To speed the process, register in advance, wear short sleeves and have your registration number handy when it is your turn. To register, go to www.health.ny.gov/gotoclinic/60. If you do not have internet access or need more information, call 211 from 9 a.m. to 5 p.m. Country club patrons with exposure also can be treated by their own health care provider.
“Hepatitis A is generally a mild illness whose symptoms include fatigue, fever, poor appetite, abdominal pain, diarrhea, dark urine, light-colored stool, and jaundice, which is the yellowing of the skin and whites of the eyes” said Dr. Sherlita Amler, Commissioner of Health. “There are no special medications used to treat a person once symptoms appear, but Hepatitis A transmission to others can be prevented through proper handwashing.”

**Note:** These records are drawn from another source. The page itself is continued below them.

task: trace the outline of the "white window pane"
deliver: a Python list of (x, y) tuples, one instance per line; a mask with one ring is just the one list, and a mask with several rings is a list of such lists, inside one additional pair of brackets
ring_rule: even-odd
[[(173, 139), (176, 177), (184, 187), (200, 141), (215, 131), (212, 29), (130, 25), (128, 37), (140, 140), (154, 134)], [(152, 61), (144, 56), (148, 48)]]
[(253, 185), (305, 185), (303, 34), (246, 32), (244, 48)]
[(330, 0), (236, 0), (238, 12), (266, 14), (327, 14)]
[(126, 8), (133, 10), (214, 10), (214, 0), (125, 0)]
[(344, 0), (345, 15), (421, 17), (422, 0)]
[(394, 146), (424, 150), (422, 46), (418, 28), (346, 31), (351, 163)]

Not everyone infected with Hepatitis A will have all of its symptoms. Symptoms commonly appear within 28 days of exposure, with a range of 15 to 50 days. Preventive treatment is only effective within two weeks of exposure to the virus, but symptoms typically do not appear until a person has had the virus for a few weeks. The illness is rarely fatal and most people recover in a few weeks without any complications.